Karlheinz Töchterle: Der Lehrberuf verdient unsere größte Zuwendung

Wissenschaftsminister skizziert bei Symposium des Europäischen Forums Alpbach kommende Herausforderungen für das österreichische Bildungssystem

Wien (OTS) - Im Rahmen der Tagungsreihe "Bildungspolitik braucht Inhalte" des Europäischen Forums Alpbach im Novomatic Forum in Wien betonte Wissenschafts- und Forschungsminister Dr. Karlheinz Töchterle heute die große gesellschaftliche Bedeutung des Lehrberufs. "Gute Bildung und Ausbildung gehören zu den wichtigsten Grundlagen sowohl des individuellen als auch kollektiven Wohlergehens. Daher ist die Heranbildung kompetenten Lehrpersonals eine zentrale Aufgabe jeglicher Bildungspolitik. Die vor uns stehende Aufgabe bietet uns die Chance, einen wichtigen Beitrag für Österreichs Zukunft zu leisten", so Töchterle.

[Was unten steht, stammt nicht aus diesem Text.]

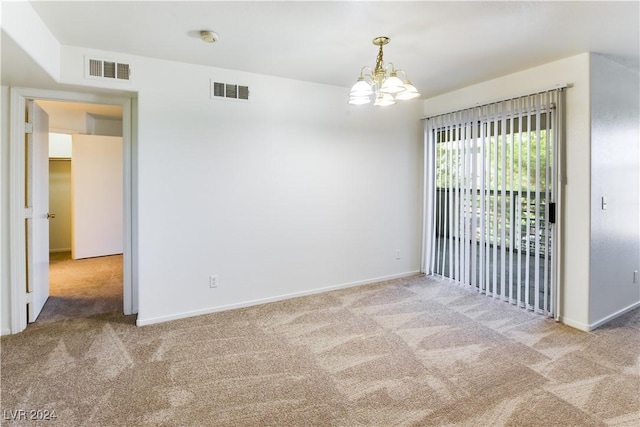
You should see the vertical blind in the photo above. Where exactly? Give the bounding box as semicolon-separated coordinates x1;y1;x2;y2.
422;89;562;315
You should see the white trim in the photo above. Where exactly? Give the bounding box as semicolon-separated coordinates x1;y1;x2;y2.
9;87;137;334
136;271;420;326
588;301;640;331
49;248;71;254
9;88;27;334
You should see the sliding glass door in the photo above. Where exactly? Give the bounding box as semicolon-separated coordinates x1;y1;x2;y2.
423;91;559;315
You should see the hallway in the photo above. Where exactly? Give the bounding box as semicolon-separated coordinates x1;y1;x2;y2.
36;252;123;323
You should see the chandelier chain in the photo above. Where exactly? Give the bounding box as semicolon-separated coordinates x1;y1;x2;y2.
373;44;383;74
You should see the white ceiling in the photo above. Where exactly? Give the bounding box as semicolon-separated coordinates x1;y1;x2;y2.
2;1;640;97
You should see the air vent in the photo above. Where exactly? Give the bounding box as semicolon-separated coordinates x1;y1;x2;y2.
211;80;249;101
85;58;131;81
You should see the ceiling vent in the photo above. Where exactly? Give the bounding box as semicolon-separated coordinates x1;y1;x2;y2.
84;57;131;81
211;80;249;101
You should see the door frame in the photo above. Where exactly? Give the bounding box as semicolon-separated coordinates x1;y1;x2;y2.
9;87;138;334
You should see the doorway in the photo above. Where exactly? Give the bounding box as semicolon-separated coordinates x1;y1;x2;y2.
36;100;124;323
9;88;137;333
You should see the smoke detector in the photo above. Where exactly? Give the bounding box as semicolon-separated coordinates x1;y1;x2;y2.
200;30;218;43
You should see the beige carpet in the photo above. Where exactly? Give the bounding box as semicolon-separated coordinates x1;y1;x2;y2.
1;277;640;426
37;252;123;322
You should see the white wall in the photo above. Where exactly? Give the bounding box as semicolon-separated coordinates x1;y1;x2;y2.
49;159;71;252
53;48;422;324
71;135;124;259
424;53;591;330
0;86;11;335
0;1;61;80
589;55;640;327
87;114;122;136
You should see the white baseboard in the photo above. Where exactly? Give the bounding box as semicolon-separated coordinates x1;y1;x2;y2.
49;248;71;254
589;301;640;331
136;271;420;326
560;317;591;332
560;301;640;332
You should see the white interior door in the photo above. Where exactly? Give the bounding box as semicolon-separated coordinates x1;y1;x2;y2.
26;100;49;323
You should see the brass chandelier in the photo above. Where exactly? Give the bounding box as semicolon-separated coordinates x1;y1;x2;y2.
349;36;420;107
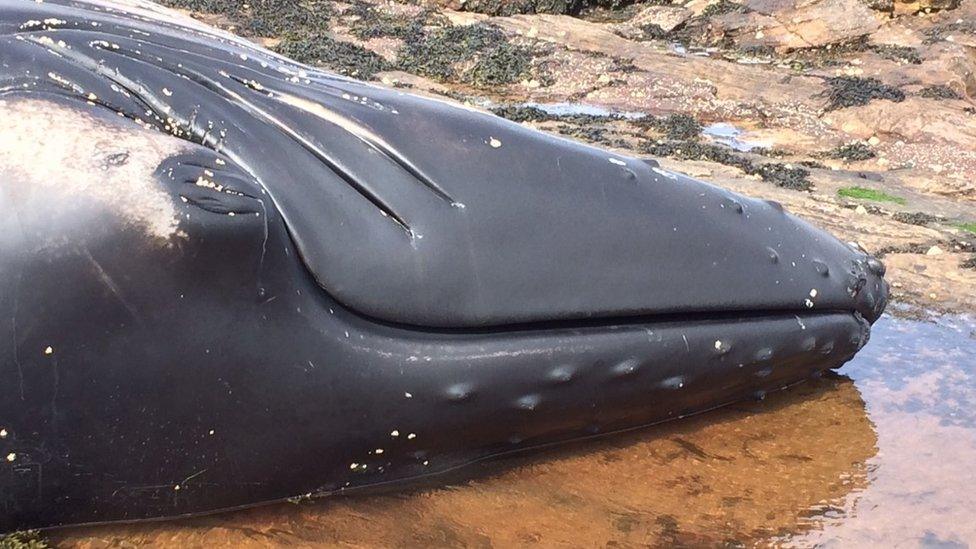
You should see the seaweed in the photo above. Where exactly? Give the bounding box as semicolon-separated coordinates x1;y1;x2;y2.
643;141;813;191
823;76;905;111
837;187;908;206
342;4;432;40
918;84;962;100
891;212;942;226
700;0;750;19
869;44;922;65
161;0;335;36
397;23;534;86
273;33;393;80
0;530;50;549
635;114;702;141
827;141;877;162
924;19;976;44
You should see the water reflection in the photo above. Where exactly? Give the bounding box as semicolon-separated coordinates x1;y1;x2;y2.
783;317;976;547
54;318;976;547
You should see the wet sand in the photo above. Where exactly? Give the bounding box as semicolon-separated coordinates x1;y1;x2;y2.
49;317;976;547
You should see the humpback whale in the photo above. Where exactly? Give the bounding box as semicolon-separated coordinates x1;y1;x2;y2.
0;0;888;531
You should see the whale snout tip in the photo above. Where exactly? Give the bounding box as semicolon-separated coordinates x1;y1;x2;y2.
851;254;891;324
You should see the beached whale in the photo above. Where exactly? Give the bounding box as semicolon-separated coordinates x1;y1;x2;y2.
0;0;887;531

"Nur die besten Lehrerinnen und Lehrer sind in der Lage, einer neuen Generation gut ausgebildeter junger Menschen das richtige Rüstzeug mit auf den persönlichen Weg geben und sie bestmöglich auf die unterschiedlichen Chancen und Herausforderungen vorzubereiten", so Töchterle. Umso dringlicher und relevanter sei daher auch das aktuelle Projekt zur neuen Pädagog/innenbildung, das in diesem Bereich zu modernen und qualitätssteigernden Rahmenbedingungen beitragen solle.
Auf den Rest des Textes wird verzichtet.